A stone weighing 0.2 kilograms is thrown vertically upwards with a velocity of 19.6 meters per second. Neglecting the friction of the air, calculate the kinetic and potential energy it possesses at the end of 1 second and 2 seconds respectively.

Homework Equations

The Attempt at a Solution

I found total kinetic energy here:
Total Kinetic Energy=1/2 times mass times velocity squared
KE = (1/2)(0.2)(19.2) ^2 = 36.864
- just not sure how to find it after "1 and 2 seconds respectively."

I know potential energy =
Egrav=mgh

but i don't have a height value so even rearranging doesn't work:
And rearranging to solve for h=Egrav/mg = ?

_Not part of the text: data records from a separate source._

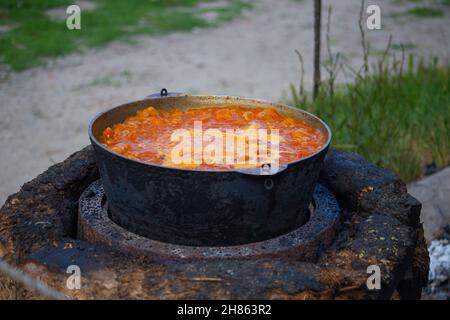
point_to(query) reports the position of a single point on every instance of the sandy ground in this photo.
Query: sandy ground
(44, 112)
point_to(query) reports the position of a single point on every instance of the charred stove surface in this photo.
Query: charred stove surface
(304, 243)
(380, 225)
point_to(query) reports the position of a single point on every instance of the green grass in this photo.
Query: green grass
(34, 37)
(425, 12)
(400, 121)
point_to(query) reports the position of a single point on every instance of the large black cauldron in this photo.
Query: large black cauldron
(204, 208)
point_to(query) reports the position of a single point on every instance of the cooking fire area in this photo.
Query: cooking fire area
(360, 224)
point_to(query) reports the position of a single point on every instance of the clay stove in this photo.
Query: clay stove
(360, 215)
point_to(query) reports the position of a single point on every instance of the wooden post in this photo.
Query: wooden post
(317, 42)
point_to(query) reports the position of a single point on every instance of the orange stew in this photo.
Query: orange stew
(148, 135)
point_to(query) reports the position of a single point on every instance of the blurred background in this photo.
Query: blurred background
(385, 93)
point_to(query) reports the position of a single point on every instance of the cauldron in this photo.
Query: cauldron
(201, 207)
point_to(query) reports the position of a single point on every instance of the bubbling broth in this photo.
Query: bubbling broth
(213, 138)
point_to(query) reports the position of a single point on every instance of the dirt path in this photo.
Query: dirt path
(44, 111)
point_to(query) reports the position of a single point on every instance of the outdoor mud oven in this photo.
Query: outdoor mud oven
(315, 228)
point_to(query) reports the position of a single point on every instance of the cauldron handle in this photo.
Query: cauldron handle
(164, 93)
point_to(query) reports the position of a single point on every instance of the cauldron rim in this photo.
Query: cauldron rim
(262, 102)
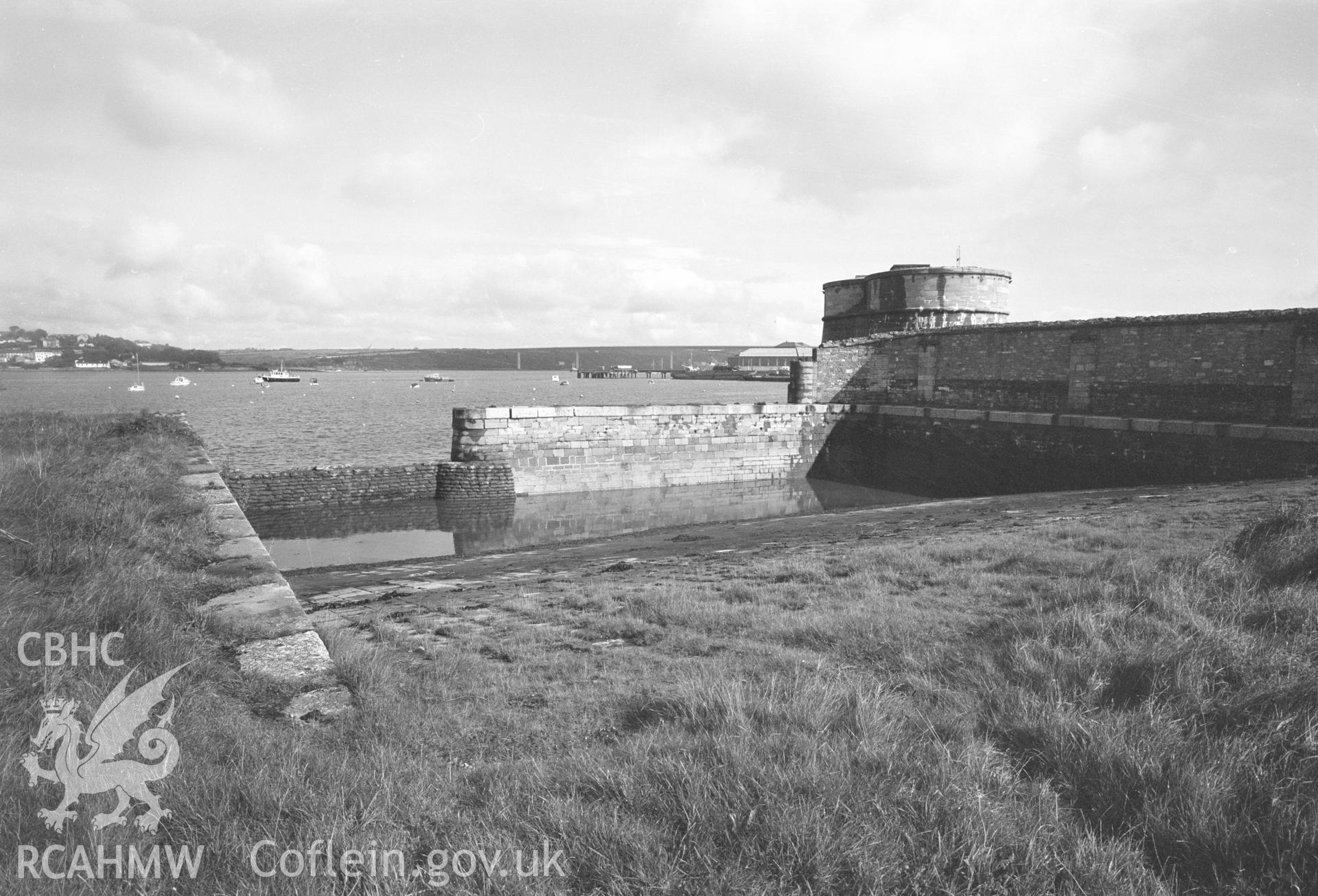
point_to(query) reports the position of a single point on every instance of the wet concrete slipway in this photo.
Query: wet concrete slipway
(435, 599)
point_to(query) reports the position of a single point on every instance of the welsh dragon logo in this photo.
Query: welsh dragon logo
(98, 771)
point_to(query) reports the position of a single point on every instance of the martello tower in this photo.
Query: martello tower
(914, 297)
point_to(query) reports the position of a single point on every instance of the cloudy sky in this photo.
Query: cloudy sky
(461, 173)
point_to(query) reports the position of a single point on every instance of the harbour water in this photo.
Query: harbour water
(362, 418)
(372, 418)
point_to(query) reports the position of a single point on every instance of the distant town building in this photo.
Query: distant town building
(36, 356)
(773, 358)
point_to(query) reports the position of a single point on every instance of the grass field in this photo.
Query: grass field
(1124, 704)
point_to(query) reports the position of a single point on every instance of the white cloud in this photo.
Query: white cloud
(853, 97)
(393, 179)
(1131, 153)
(146, 245)
(203, 97)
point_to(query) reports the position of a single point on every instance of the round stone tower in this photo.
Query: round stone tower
(914, 297)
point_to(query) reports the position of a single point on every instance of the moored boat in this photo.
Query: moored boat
(280, 376)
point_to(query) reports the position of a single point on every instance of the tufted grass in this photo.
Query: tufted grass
(1120, 704)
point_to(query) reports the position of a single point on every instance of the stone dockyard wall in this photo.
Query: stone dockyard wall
(1255, 367)
(988, 409)
(553, 450)
(923, 450)
(332, 487)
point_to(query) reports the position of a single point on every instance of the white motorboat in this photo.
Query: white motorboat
(280, 376)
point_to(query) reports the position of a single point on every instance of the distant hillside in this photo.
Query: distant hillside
(488, 358)
(99, 348)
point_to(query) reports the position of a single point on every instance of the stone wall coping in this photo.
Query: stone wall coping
(1090, 323)
(471, 418)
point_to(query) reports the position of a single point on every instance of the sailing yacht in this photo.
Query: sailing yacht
(137, 387)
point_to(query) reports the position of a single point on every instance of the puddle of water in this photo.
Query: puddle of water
(327, 537)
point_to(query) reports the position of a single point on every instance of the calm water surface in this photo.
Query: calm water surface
(349, 417)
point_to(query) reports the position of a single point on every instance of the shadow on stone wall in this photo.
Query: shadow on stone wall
(951, 459)
(478, 527)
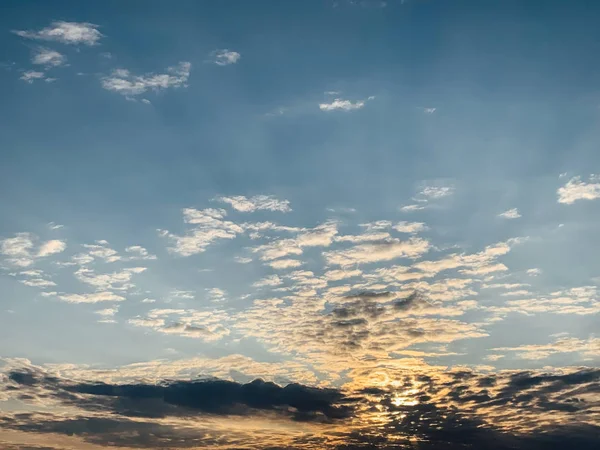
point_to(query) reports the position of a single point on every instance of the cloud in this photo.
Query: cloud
(66, 33)
(575, 190)
(205, 325)
(510, 214)
(271, 280)
(586, 347)
(225, 57)
(342, 105)
(256, 203)
(281, 264)
(410, 208)
(123, 82)
(51, 247)
(95, 297)
(138, 252)
(190, 398)
(30, 76)
(436, 192)
(209, 226)
(242, 260)
(49, 58)
(55, 226)
(410, 227)
(120, 281)
(379, 251)
(20, 249)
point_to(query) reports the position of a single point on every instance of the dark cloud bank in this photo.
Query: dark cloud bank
(457, 411)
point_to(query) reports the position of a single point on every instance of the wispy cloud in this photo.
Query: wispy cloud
(510, 214)
(51, 247)
(49, 58)
(123, 82)
(576, 189)
(339, 104)
(30, 76)
(225, 57)
(258, 202)
(65, 33)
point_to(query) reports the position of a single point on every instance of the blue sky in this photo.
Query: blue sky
(318, 192)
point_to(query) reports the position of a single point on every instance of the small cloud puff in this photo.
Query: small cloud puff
(66, 33)
(225, 57)
(510, 214)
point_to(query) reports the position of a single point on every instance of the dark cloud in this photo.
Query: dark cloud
(211, 396)
(427, 411)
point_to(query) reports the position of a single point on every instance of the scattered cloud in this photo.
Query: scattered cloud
(242, 260)
(209, 225)
(410, 227)
(576, 189)
(55, 226)
(49, 58)
(138, 252)
(51, 247)
(510, 214)
(256, 203)
(271, 280)
(123, 82)
(280, 264)
(339, 104)
(30, 76)
(225, 57)
(95, 297)
(411, 208)
(379, 251)
(66, 33)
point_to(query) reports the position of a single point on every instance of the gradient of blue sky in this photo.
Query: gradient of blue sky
(482, 114)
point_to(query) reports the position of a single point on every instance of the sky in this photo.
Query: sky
(320, 224)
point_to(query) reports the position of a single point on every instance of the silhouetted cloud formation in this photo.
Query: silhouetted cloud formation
(459, 409)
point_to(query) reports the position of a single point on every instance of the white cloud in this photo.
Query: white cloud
(575, 189)
(17, 246)
(381, 251)
(367, 237)
(31, 75)
(95, 297)
(48, 57)
(410, 208)
(435, 192)
(210, 226)
(242, 260)
(109, 281)
(124, 83)
(258, 202)
(51, 247)
(280, 264)
(510, 214)
(66, 33)
(98, 250)
(139, 252)
(341, 105)
(271, 280)
(108, 312)
(410, 227)
(225, 57)
(38, 282)
(337, 275)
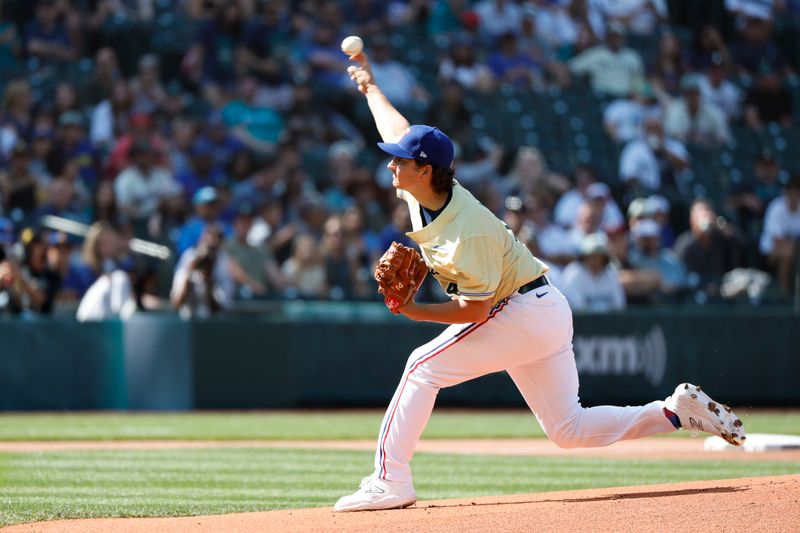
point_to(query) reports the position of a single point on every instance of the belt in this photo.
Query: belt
(541, 281)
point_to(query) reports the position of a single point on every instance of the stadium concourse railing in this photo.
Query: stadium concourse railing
(338, 355)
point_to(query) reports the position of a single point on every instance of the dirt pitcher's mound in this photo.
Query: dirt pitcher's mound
(748, 504)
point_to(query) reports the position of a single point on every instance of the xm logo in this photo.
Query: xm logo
(628, 355)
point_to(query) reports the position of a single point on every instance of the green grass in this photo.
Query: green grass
(302, 425)
(52, 485)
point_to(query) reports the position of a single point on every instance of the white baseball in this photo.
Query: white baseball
(352, 45)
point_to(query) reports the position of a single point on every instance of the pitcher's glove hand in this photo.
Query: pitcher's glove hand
(399, 273)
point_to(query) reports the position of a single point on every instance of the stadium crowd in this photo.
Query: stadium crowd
(228, 132)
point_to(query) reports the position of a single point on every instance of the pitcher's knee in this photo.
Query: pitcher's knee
(565, 436)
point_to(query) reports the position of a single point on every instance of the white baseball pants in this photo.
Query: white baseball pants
(529, 337)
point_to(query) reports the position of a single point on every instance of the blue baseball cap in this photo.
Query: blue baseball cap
(423, 143)
(205, 195)
(6, 231)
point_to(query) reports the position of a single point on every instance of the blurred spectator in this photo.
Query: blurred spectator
(533, 46)
(463, 67)
(73, 146)
(553, 240)
(15, 121)
(398, 83)
(779, 240)
(750, 9)
(42, 154)
(110, 295)
(640, 17)
(202, 285)
(18, 186)
(262, 39)
(304, 270)
(60, 199)
(104, 203)
(649, 254)
(101, 81)
(207, 211)
(202, 170)
(657, 207)
(224, 143)
(396, 228)
(10, 45)
(587, 222)
(478, 170)
(586, 189)
(142, 186)
(512, 66)
(639, 285)
(253, 268)
(768, 101)
(623, 119)
(46, 36)
(110, 118)
(32, 280)
(569, 27)
(707, 45)
(749, 197)
(213, 61)
(343, 269)
(592, 284)
(690, 119)
(530, 174)
(149, 94)
(647, 163)
(611, 68)
(183, 134)
(139, 126)
(497, 18)
(717, 89)
(668, 69)
(709, 249)
(259, 128)
(65, 99)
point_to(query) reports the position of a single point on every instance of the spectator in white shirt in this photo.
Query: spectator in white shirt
(640, 17)
(142, 186)
(782, 231)
(623, 119)
(643, 161)
(690, 119)
(592, 284)
(717, 89)
(498, 17)
(611, 68)
(463, 67)
(202, 284)
(398, 83)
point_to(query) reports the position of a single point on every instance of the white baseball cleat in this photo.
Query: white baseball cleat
(375, 494)
(698, 412)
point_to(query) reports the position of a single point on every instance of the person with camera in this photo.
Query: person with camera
(202, 285)
(29, 280)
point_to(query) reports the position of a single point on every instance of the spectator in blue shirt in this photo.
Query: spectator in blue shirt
(46, 37)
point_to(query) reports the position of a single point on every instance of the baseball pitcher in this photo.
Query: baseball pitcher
(503, 314)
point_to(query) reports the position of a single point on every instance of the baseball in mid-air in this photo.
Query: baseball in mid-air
(352, 45)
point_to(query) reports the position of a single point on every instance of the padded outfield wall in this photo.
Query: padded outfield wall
(343, 355)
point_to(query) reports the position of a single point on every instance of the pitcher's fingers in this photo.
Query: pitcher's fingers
(360, 57)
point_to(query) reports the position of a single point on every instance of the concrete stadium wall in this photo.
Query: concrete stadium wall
(319, 355)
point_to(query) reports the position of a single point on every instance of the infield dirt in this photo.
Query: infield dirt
(748, 504)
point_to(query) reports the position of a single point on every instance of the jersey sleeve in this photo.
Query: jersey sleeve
(480, 262)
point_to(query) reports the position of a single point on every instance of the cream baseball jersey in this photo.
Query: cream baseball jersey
(472, 254)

How do you solve for kinetic and potential energy when you have the added component of time and missing components of height?

 

[rl.bhat]

Use h = ut-1/2gt^2 where u is the initial velocity of the body.
u is given. t is known. Find h at the end of 1 s and 2 s. Then find PE = mgh.
Then KEf = KEi - mgh.

 

[kriegera]

This is what i got:
Use h = ut-1/2gt^2 where u is the initial velocity of the body.
For 1 second h=(19.6)(1)-1/2(9.8)(1) ^2 = 14.7
For 2 seconds h = (19.6)(2) – ½(9.8)(2) ^2 =19.6
PE=mgh
For 1second = PE=(0.2)(9.8)(14.7) = 28.812
For 2seconds = PE (0.2)(9.8)(19.6) = 38.416

For Kinetic Energy-1second
KEf = 36.864 – (0.2)(9.8)(14.7) = 8.052
For Kinetic Energy – 2seconds
Kef = 36.864 – (0.2)(9.8)(19.6) = -1.552

Is this correct? Can that last kinetic energy value be negative?

 

[rl.bhat]

In the second case
final velocity after 2 second is
v = u - gt = 19.6 - 2*9.8 = 0.
So at 2 second KE = 0.

 

[kriegera]

Ok -thanks. Why does the equation change for the second time-for 2 seconds? Why would you use PE-tgh in the first one and H-gt in the second? Is it b/c at 2 seconds, PE would be 0?

 

[kriegera]

one more quick thing - why did we use 0.2 for seconds in the first equation but 2.0 in the second?

 

[rl.bhat]

0.2 kg is mass, and 2 second is the time.